Key messages
- Revenue and other income for 2016 was 17 per cent lower than 2015 or 14 per cent lower after excluding 2015 exceptional gains of $514 million. This compares favourably to the significantly reduced levels of market activity experienced during the year.
- Group revenue for the year was significantly influenced by the following factors:
- Subdued activity on the Cash Market in Hong Kong, which returned to pre-2015 levels;
- Decreased Commodities trading activity on the LME; and
- Increased trading of derivatives contracts on the Futures Exchange.
- Operating expenses increased by 5 per cent against the prior year or 3 per cent after eliminating a 2015 one-off recovery, of $77 million, from the liquidators of Lehman. Increased operating costs reflect the continued investment in strategic projects, which was substantially offset by expenditure control measures introduced during the year.
- The EBITDA margin of 69 per cent was 6 per cent lower than 2015, reflecting the decline of trading and clearing income as compared to the prior year.

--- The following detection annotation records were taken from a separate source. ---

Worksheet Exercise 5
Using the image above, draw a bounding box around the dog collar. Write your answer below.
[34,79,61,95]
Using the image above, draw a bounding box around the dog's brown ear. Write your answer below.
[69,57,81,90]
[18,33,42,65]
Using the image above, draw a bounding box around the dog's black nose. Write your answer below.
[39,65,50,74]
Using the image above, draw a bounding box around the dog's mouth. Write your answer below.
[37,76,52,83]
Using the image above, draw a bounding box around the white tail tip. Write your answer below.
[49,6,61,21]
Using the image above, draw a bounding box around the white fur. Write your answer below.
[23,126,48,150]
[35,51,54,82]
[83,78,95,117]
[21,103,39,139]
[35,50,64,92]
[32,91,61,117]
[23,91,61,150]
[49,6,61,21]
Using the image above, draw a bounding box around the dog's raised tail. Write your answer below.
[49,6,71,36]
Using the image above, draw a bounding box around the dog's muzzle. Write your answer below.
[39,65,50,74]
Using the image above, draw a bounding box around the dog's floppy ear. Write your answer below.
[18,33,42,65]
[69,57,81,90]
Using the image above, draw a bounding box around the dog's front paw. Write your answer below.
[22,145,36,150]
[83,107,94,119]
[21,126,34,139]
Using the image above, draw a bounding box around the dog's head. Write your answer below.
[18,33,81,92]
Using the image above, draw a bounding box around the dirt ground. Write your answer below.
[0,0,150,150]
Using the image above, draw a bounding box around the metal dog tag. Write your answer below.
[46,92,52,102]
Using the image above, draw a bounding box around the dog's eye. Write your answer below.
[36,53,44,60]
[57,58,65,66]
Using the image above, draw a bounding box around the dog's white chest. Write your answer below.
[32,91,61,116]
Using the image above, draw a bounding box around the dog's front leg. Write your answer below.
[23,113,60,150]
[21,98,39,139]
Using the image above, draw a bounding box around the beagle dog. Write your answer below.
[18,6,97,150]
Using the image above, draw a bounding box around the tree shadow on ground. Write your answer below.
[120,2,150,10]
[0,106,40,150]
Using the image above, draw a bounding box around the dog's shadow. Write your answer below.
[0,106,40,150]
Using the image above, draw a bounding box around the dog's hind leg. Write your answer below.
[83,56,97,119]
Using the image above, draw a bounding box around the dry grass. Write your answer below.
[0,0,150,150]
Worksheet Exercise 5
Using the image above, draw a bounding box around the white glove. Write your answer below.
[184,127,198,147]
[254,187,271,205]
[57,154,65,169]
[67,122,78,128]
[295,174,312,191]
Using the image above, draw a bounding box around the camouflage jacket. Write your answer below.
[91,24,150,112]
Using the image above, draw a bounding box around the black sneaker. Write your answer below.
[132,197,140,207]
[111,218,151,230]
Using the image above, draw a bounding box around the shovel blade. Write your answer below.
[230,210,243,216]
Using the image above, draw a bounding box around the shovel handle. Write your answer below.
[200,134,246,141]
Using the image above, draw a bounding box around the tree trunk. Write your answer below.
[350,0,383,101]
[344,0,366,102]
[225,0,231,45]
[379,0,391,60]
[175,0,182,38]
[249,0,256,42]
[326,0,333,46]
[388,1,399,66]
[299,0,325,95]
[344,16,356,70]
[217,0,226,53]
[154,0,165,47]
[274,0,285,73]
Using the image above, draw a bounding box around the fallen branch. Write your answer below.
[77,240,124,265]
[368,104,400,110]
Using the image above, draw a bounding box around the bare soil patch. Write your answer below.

- Profit attributable to shareholders decreased by 27 per cent against 2015 or 22 per cent after adjusting for the after tax effect of the 2015 exceptional gains and one-off recovery of $591 million. In 2015 record high trading volume on the Cash Market delivered exceptional profits for the Group. Notwithstanding the difficult trading conditions in 2016, profit attributable to shareholders compares well with pre-2015 results and was 12 per cent higher than 2014.